TRIBUNNEWSBOGOR.COM - Sutradara film kontroversial Pesta Babi: Kolonialisme di Zaman Kita (2026), Dandhy Dwi Laksono, mengaku tidak menerima bayaran sepeser pun dalam proses pembuatan film tersebut.
Dandhy menjelaskan bahwa keterlibatannya merupakan bentuk urunan atau sumbangan keahlian sebagai seorang sutradara.
Namun, ia menggarisbawahi bahwa jika profesionalismenya dalam proyek tersebut dinilai dengan uang, nominal yang harus dibayarkan sebenarnya bisa mencapai ratusan juta rupiah.
Ketika ditanya mengenai total anggaran yang dihabiskan untuk memproduksi Pesta Babi, Dandhy menjelaskan bahwa biaya tersebut tidak dapat dikalkulasikan secara pasti.
Hal ini terjadi karena seluruh kru profesional yang terlibat memilih untuk menyumbangkan waktu, alat, hingga keterampilan mereka.
Dandhy juga menambahkan bahwa bagi sutradara atau fotografer yang hanya mau bergerak jika ada uang, konsep pembuatan film ini pasti terdengar tidak masuk akal.
Film Pesta Babi sendiri menyoroti dampak Proyek Strategis Nasional terhadap kehidupan masyarakat adat di Papua.

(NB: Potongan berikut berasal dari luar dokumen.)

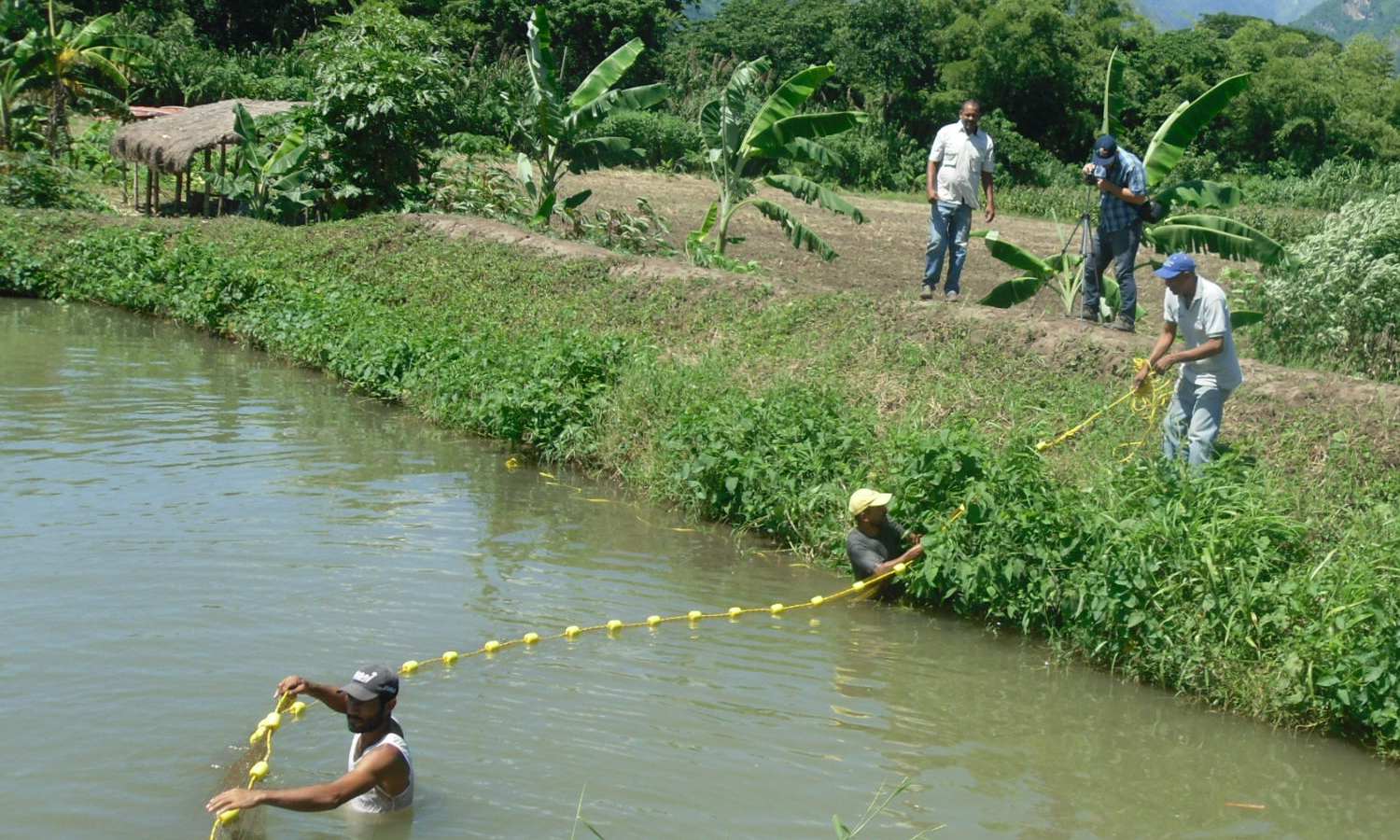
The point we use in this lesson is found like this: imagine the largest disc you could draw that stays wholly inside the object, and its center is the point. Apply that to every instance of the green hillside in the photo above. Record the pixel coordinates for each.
(1347, 19)
(1181, 14)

Meski banyak acara nonton bareng film ini sempat dibubarkan oleh aparat, saat ini masyarakat sudah bisa menontonnya secara resmi melalui berbagai kanal YouTube seperti Watchdoc Documentary, Greenpeace Indonesia, Indonesia Baru, Jubi TV, dan Bentala Rakyat.
Sebelum resmi dirilis secara digital, film dokumenter tersebut hanya bisa diakses oleh publik melalui acara-acara nonton bareng.
Sumber pendanaan film ini sempat dipertanyakan oleh Kepala Staf Angkatan Darat, Jenderal TNI Maruli Simanjuntak, dalam rapat di Kompleks Parlemen beberapa waktu lalu.
Maruli mempertanyakan asal-usul dana yang digunakan kru film untuk terbang dan memproduksi video di Papua.
Menanggapi sindiran tersebut, Dandhy menegaskan bahwa publik bisa melihat langsung pihak-pihak yang membiayai film secara transparan melalui logo yang tertera di poster resmi maupun di bagian akhir film.
Dandhy juga membantah keras tudingan sejumlah pihak yang menyebut film Pesta Babi sebagai karya yang provokatif.
Ia merasa heran dengan tuduhan tersebut karena judul film diambil dari nama upacara adat yang sebenarnya di Papua.
Dandhy menyarankan pihak-pihak yang ragu untuk menonton langsung karya tersebut secara utuh agar bisa membuktikannya sendiri, sekaligus menegaskan bahwa menganggap film ini provokatif sama saja dengan meremehkan kecerdasan para penonton.
Mengenai risiko kerja jurnalistiknya yang tinggi, Dandhy mengungkapkan bahwa ada dua hal utama yang selalu melindunginya selama ini.
Perlindungan pertama berasal dari kredibilitas serta keakuratan informasi yang disajikan, sedangkan yang kedua adalah independensi dari intervensi pihak luar.
Dandhy mengakui bahwa timnya menerapkan standar verifikasi yang sangat ketat karena karya yang akurat pun tetap berisiko dihantam kekuasaan, dan pada akhirnya mereka selalu percaya bahwa publiklah yang akan menjadi benteng pelindung utama.